Dick Ives

Personal information
- Born: July 22, 1924 Diagonal, Iowa, U.S.
- Died: May 5, 1997 (aged 71) Miami, Florida, U.S.
- Listed height: 6 ft 1 in (1.85 m)
- Listed weight: 156 lb (71 kg)

Career information
- High school: Diagonal (Diagonal, Iowa)
- College: Iowa (1943–1947)
- NBA draft: 1947: – round, –
- Drafted by: Pittsburgh Ironmen
- Position: Forward
- Number: 20

Career highlights
- Consensus second-team All-American (1945); 2× Third-team All-American – Converse, True (1944); True (1946);
- Stats at Basketball Reference

= Dick Ives =

American basketball player

Richard C. Ives (April 26, 1926 – May 5, 1997) was an American basketball player for the University of Iowa from 1943–44 to 1946–47. A native of Diagonal, Iowa, Ives passed up the opportunity to play college basketball at Drake University on a full athletic scholarship so that he could play at Iowa under coach "Pops" Harrison. Ives had been a stand-out basketball player at Diagonal High School and led the team to the state championship.

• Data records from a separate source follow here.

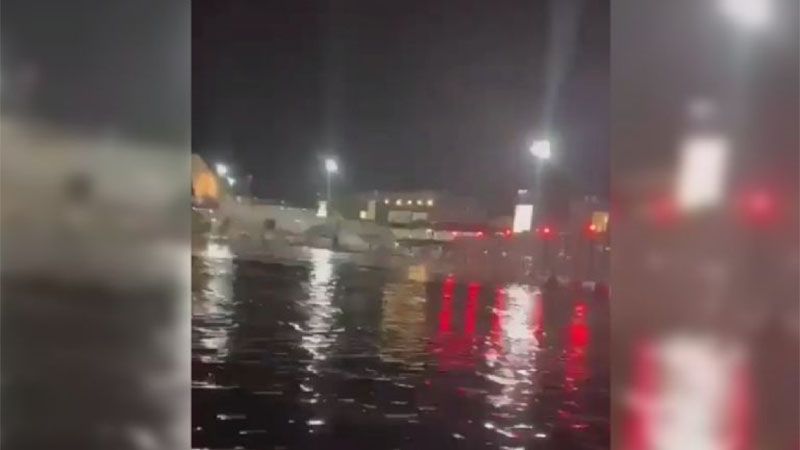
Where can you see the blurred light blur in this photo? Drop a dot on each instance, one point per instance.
(94, 189)
(705, 317)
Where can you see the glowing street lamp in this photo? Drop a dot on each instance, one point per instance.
(749, 14)
(331, 167)
(541, 149)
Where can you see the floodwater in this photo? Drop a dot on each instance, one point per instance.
(327, 354)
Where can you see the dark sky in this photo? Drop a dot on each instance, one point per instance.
(408, 95)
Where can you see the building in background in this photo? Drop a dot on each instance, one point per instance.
(423, 210)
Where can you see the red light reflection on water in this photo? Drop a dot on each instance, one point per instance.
(454, 351)
(446, 313)
(578, 340)
(471, 313)
(497, 320)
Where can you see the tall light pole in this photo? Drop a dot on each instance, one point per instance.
(747, 14)
(541, 149)
(331, 167)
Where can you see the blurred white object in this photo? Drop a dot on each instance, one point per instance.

Ives entered the University of Iowa in the fall of 1943 as a 17-year-old freshman. Due to World War II and the lack of able-bodied male student athletes across the nation, the NCAA allowed freshmen to play varsity sports in college, which until that time had been disallowed. With this rare opportunity, Ives went on to have a highly successful four-year letter-winning career as a Hawkeye. He led the team in scoring for his first three seasons, and as a freshman he scored a then-unheard of school- and Big Ten Conference-record 43 points in a single game. It is still the third highest scoring game in Iowa history and it earned him the nickname "Diagonal Dagger." Ives was a three-time All-American, and in 1944–45 he was voted as a consensus Second Team All-American (coincidentally, fellow sophomore teammate Herb Wilkinson was also a consensus All-American). That season, the Hawkeyes also won the Big Ten Conference championship.

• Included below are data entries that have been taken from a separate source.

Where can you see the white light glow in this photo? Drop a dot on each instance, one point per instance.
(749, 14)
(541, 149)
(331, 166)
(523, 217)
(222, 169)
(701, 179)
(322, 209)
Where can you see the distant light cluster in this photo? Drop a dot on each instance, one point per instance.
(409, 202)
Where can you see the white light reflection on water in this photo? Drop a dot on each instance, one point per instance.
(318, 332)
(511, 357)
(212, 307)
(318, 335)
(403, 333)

After his senior year in 1946–47, Ives was drafted by the Pittsburgh Ironmen of the Basketball Association of America (which would become the National Basketball Association) but never played a game for them. He instead coached basketball and baseball at Parsons College, married Joan Newton and lived in Cedar Rapids, Iowa where Ives had a hardware business. In 1954 they moved to Miami, Florida, and resided there for the rest of their lives. Ives died on May 5, 1997, in Miami.